Reducing danger in the solitary work of farming: CAFLS master’s grad pursues agricultural safety instruction in SC


Shelley Lovern grew up on a very small farm in a very small town, helping around the shop and working in the garden since she was also very small.

When it came time for college, a relative recommended that the Agricultural Mechanization and Business program at Clemson University — a couple hours and change west of her hometown of Fort Lawn in Chester County, South Carolina — was one she should consider because of the hands-on nature and tight-knit culture of the major.

“When I did a tour, I just fell in love with the atmosphere, the people, and it was so welcoming,” she said. “Everybody always says it has a family feel, and I definitely agree with that.”

Lovern is one of the newest members of the Class of 2023, graduating with her second Clemson degree in August, a master’s of agriculture. During her undergraduate career, Lovern had the opportunity to work closely with the Clemson Agricultural Safety program and, upon graduation, she obtained a graduate position with the program.

“I had grown very close to the program and its goal of educating South Carolina citizens about agricultural safety,” she said. “I decided to continue my work with the program through a master’s degree.”

But because of her own background, growing up working in a rural area and often working in relative isolation, Lovern had an innate understanding of the necessity of agricultural safety.

“A lot of times in agriculture, it’s really solitary work and somebody might not know if you get hurt,” she said. “So, always understanding what’s around you and being aware that there are bad things that can happen when you’re working in agriculture — to always be preventative about it and always educate yourself on what some of those hazards are, whether it be tractor rollover or entanglement in a power take-off shaft or maybe something as simple as not letting your kid ride on the lawnmower with you.”

Hunter Massey, principal lecturer in Clemson’s Agricultural Sciences Department, said the purpose of the Agricultural Safety Program is to increase awareness of agricultural safety procedures, maintenance operations and safety operations for the citizens of South Carolina.

“In doing this work and programming, if we can prevent just one death or injury it is worth all our time,” Massey said. “The events are always positive and allow interaction with all ages with an interest in agriculture, which is a great thing to see develop in real time. I look forward to the future growth of the program here at Clemson University.”

Through her participation in the Agricultural Safety program and her master’s research, Lovern said she was able to “dive into the needs” of agricultural educators across the state.

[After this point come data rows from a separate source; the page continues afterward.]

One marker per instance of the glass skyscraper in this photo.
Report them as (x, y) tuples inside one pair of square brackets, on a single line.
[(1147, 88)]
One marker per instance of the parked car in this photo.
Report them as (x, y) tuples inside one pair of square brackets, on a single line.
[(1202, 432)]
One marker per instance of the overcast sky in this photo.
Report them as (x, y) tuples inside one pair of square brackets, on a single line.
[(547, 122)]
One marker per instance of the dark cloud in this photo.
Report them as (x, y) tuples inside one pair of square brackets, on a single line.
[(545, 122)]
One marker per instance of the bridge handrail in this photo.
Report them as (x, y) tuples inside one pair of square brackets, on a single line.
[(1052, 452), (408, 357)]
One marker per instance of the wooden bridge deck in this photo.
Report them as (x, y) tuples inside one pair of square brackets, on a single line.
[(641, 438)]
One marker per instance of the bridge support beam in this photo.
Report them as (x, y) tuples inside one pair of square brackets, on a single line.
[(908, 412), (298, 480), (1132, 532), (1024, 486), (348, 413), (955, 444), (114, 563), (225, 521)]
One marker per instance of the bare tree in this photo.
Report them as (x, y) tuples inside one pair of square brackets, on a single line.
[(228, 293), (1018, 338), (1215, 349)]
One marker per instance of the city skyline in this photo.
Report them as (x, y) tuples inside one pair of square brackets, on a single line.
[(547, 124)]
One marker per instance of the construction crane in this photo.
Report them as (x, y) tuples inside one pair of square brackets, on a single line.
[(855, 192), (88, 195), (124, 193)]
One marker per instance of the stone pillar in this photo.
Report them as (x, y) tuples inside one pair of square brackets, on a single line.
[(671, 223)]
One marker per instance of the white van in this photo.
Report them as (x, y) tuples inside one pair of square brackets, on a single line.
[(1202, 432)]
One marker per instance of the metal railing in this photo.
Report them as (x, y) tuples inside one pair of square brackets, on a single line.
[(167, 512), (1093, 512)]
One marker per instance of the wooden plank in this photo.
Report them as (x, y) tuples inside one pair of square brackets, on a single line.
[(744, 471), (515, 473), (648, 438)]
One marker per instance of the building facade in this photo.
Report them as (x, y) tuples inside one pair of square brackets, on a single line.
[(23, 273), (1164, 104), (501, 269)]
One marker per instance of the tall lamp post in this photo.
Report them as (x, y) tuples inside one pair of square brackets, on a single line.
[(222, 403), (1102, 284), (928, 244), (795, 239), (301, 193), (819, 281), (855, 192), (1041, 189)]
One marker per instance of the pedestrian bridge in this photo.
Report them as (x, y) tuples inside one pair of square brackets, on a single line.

“So, my research, specifically with those educators, was to meet with them, host interviews and focus groups and just spend time with them to figure out what they need as a group of educators to make teaching agricultural safety easier in the classroom … being able to figure out what their needs are, so that the safety program can better meet those needs,” Lovern said.

A young woman with long blonde hair stands in front of a green and yelllow tractor, parked on pavement.

And she believes the program can provide the needed resources and support to educators to help promote agricultural safety education in School-Based Agricultural Education programs.

“This experience also allowed me to make vital connections in and around Clemson University that will benefit me in my future endeavors,” she said. “Along with working with agricultural educators, I had the opportunity to work very closely with many of the Fire and Rescue teams throughout the state, and being able to see how excited the various fire and rescue teams were to have Clemson University support was very inspiring and allowed me to see how impactful this university can be throughout the state.”

Another experience Lovern said helped shape her time at Clemson was helping as a teaching assistant in a Principles of Fabrication course at Clemson. While she had taken the class as a student, she said her experience as a female was that it felt hard to ask for help or to be understood by the TA’s at the time.

So, when she began helping with the labs, Lovern said she made a point to ensure that students felt comfortable and confident in the lab, even if they had no previous experience with fabrication.

“Because of this, I was able to get to know the students on a more personal level and help instill a love for working hard and making something, whether it was a project or an aspect of their life, their own,” she said. “This experience allowed me to better understand the students of Clemson University and provide them guidance inside and outside of the classroom.”

Through her time at Clemson, Lovern said she discovered a passion for teaching and helping others and hopes to work in Cooperative Extension to continue doing both those things in the state.

“Working with the safety program has prepared me to meet and speak with various people and relate to their and the community’s needs,” she said. “My goal is to continue my work in agricultural safety and agricultural education to continue to inform the people of South Carolina about the hazards that surround agriculture and how they can not only protect themselves but also those that work around them.”